PM Aide Accused of Real-Estate Swindle

Cambodia’s minister of culture on Wednesday accused a legal affairs adviser of Second Prime Minister Hun Sen of swindling the government out of $1.25 million in a secret real-estate deal.

The revelation by Culture Min­ister Nouth Narang came just days after his employees had accused him of selling the ministry’s headquarters and pocketing the proceeds.

At a press conference at Chak­tomuk Theater, Nouth Narang said it wasn’t him but the Hun Sen aide, Pol Bun Heng, who tried to sell the building without the ministry’s knowledge.

“We were very shocked when we heard this,” Nouth Narang said, noting the government has canceled the sale and that the prime Monivong Boulevard property will remain state-owned at least for the time being.

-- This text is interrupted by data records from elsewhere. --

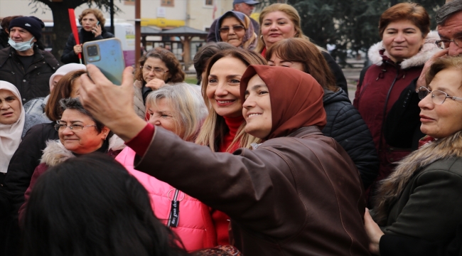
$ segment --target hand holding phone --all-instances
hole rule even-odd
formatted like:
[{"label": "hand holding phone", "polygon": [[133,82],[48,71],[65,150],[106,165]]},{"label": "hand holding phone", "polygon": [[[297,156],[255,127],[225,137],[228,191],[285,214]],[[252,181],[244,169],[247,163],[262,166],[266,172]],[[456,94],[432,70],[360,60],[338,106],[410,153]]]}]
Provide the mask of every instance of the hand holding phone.
[{"label": "hand holding phone", "polygon": [[96,23],[96,26],[92,28],[92,33],[95,35],[95,37],[100,36],[102,33],[102,28],[100,25],[100,21]]}]

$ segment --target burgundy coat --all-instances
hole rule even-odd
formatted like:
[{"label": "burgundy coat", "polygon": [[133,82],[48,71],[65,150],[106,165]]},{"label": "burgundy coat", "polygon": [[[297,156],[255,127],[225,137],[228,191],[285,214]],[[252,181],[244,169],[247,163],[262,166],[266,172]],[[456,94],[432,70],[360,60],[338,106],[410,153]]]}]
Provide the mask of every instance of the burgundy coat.
[{"label": "burgundy coat", "polygon": [[136,161],[136,169],[227,214],[244,255],[370,255],[359,173],[316,127],[232,154],[158,127]]},{"label": "burgundy coat", "polygon": [[407,156],[410,149],[397,149],[388,145],[384,137],[384,123],[387,114],[399,97],[401,92],[420,75],[424,65],[439,50],[431,43],[437,35],[431,32],[427,36],[429,43],[424,44],[414,56],[395,63],[382,49],[382,42],[372,46],[369,57],[375,63],[367,68],[362,83],[358,83],[353,105],[370,130],[379,155],[379,175],[370,187],[376,189],[377,182],[390,175],[396,166],[394,164]]}]

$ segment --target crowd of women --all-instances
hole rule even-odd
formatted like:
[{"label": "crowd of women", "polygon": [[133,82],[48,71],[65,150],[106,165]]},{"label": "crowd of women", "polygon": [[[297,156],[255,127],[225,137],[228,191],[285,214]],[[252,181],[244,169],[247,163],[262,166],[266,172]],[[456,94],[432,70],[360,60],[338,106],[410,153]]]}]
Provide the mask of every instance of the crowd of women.
[{"label": "crowd of women", "polygon": [[[83,41],[107,36],[97,12],[80,19]],[[382,14],[353,104],[294,7],[259,23],[218,19],[200,86],[162,48],[120,86],[63,65],[24,106],[0,81],[1,253],[459,255],[462,57],[424,70],[452,42],[425,9]],[[78,60],[72,40],[63,62]]]}]

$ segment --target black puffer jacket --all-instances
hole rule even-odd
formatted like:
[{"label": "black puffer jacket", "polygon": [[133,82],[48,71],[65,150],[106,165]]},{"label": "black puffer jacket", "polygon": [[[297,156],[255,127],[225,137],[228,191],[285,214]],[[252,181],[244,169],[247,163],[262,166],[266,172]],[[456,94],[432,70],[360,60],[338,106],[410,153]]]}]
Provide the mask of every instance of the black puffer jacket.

Nup Phuong, director-general of the Ministry of Culture, said the ministry will file a lawsuit charging Pol Bun Heng with selling state property and defaming the ministry.

More than 20 ministry employees pro­tested in front of the ministry this week, calling Nouth Na­rang “corrupt” and writing graffiti on the walls to that effect. Their posters and graffiti still littered the site Wed­nes­day morning.

Muth Khiev, an aide to Hun Sen, confirmed on Wednesday that Pol Bun Heng had made a secret deal with a company identified at the press conference as “Lim Chhin Hour’s firm.”

“It is true that Pol Bun Heng pocketed money from the company,” Muth Khiev said. “He colluded with the firm in making the deal since 1996 without the knowledge of the government.”

Culture Ministry officials said two deposits totaling $1.25 million were paid to Pol Bun Heng, who couldn’t be reached for comment Wednes­­day. An operator said that his phone was outside the service area. Muth Khiev said that Pol Bun Heng is French-Cambodian and left for France before the news was leaked.

Lim Chhin Hour also couldn’t be reached for comment.

Chhuon Sothy, director of Phnom Penh’s land title office, said the municipality approved the ownership change after re­ceiving the Council of Min­isters’ initial approval of the change of ownership.

But he noted that the Council of Min­isters since has invalidated the sale. “Now it is terminated,” Chhuon Sothy said. He said he didn’t know that the building deal had been kept secret from the government.

The Ministry of Culture is building a new administrative complex on Norodom Boulevard with help from the Japanese government.